Cajamarca, Peru. El Principio.

 I haven't taken the time to gather my thoughts of what to say, what would be of most use to you to read, or actually anything, now that I come to think of it. haha.

This is my 3rd week in Peru- specifically in Cajamarca.

I'm here as a Country Coordinator for HELP International, a non-profit organization and my co-coordinator Grey and I are getting health, business, English etc. projects together for our volunteers that are coming mid-May.

I found out about this position from Travis (whose amazing blog is here, may I add. Become really cool with him. It's worth it.).

It all happened so fast. I was supposed to leave in a matter of about 3 weeks. So I literally dropped, quit everything I had going on so comfortably- literally didn't even think twice.

My life had completely changed. But if you remember my last post, this is what I had been preaching about all along.

If you know what keeps your blood running through you and your heart beating, why would you question it ? If it keeps you breathing, do it.

 

So I started in Lima. Definitely a trip. And now we're in Cajamarca. So let's talk about it.

 

The Place.

Cajamarca is surrounded by mountains that have homes going up to the very top, so at night, the mountains are lit up all around us. Cars aren't very common here- crowded buses, moto taxis (mini taxis that fit about 3 people- adorable) and taxis are the main forms of transportation. It's crowded here, so there's a lot of pollution. There is a lot of history about Catholicism- Grey and I have been in 3 or 4 cathedrals by now and they're all SO big. Also tons of dogs in the streets looking for food. I die for them, so since I can't feed them all I name them.

And also if anybody wants to send a 50-lb bag of dog food down here that would be #prime.

The Food.

Papas Fritas (french fries) EVERYWHERE. Potatoes, rice and chicken are everywhere. We have found a burger place that is incredible, and also a pizza place that has changed our lives. You would think I'm kidding. I'm not. Frozen lemonade is also our favorite here, and there's also a drink made out of purple corn called Chicha Morada that we love. I couldn't even begin to explain it. So I guess it may not even sound that good huh.

Also, cuy is a HUGE favorite and delicacy here. And by "cuy" I mean guinea pig. They raise them here on the food grown and they become massive- bigger than any guinea pig I have ever seen in my life, and then they. fry them. and we tried it.

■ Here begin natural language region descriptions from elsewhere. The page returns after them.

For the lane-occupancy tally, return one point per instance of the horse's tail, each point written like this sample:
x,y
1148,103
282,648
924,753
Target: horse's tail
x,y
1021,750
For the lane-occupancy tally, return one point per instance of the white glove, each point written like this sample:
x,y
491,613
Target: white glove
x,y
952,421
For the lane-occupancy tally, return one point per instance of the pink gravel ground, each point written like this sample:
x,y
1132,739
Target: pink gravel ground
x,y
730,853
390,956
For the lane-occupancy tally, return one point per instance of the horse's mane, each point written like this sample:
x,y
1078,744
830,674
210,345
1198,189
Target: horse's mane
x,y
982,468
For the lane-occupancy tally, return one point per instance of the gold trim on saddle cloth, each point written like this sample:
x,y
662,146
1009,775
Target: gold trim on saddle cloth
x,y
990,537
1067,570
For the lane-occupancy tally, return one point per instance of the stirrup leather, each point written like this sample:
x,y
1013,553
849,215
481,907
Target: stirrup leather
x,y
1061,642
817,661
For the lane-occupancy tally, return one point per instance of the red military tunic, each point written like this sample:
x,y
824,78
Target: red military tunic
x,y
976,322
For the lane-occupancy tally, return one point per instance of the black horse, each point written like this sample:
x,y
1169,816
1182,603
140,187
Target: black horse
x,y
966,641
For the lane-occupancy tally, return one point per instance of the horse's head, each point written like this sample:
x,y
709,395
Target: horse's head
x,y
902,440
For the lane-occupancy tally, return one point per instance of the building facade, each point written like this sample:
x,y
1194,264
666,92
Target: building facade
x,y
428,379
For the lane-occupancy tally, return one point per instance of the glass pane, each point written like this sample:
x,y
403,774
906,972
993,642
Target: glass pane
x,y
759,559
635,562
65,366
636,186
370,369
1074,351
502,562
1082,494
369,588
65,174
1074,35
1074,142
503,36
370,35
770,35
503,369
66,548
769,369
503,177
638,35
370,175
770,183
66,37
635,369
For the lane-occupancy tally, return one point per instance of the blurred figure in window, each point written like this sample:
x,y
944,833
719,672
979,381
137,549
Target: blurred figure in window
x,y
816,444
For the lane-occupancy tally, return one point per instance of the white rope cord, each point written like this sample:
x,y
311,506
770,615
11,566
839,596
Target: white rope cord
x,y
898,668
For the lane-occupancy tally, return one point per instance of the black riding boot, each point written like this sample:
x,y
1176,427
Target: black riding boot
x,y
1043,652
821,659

Not bad, really.

 

The Work.

So far, we have been organizing and teaching English classes, visiting events where children are fed a meal a day (usually their only meal that day) and also where children are trying to be taken out of child labor (which is an incredible issue here), and also organizing workshops and campaigns to do health screenings followed by health education campaigns based on the screening results. We are also working with a home run by some Catholic nuns who take in special needs children- they're in need of speech therapy, wood-cutting, and other things. We're still working on project creation, but that's what we've seen so far, among other things :) Basically we're super excited. The people are great and so willing to accept help where they need it.

My Partner.

His name is Grey and he is incredible.

 

The People.

My favorite part.

So. Incredible. I love children, and we've been able to work with a lot of them, but also with people of all different ages. It's no secret here that Cajamarca is a pretty impoverished place, especially in development. The people here work hard. And I mean hard. Food is grown and sold here by the people daily. People are very humble and traditional here. The women all wear skirts and long braids, and rather than showing courtesy through smiles and words, I have noticed that they use their actions. Teenagers on the bus get up and offer their seat if an elderly person or someone with a child gets onto the bus. If someone is carrying a huge sack of rice onto the bus, the "cobrador" (usually a teenager who takes our money for the bus ride) gets it for them so they can find a seat comfortably. It is definitely a community where there is no status- not really any type of "class" where people put themselves above one another. Everyone is just trying to get by.

 

I think I've covered what I've been experiencing so far. It's been really hard, I won't lie. Incredibly hard, for personal reasons mostly. There is something about being stripped of everything you're used to that will teach you about your most vulnerable self. But it's nothing anyone can't conquer. God is good and patient, and every day still amazes me.

Ask me any questions you may have... about going abroad, about how to keep mosquitoes away, about  how many papas fritas can fit onto one plate or in one stomach. Anything- I got you.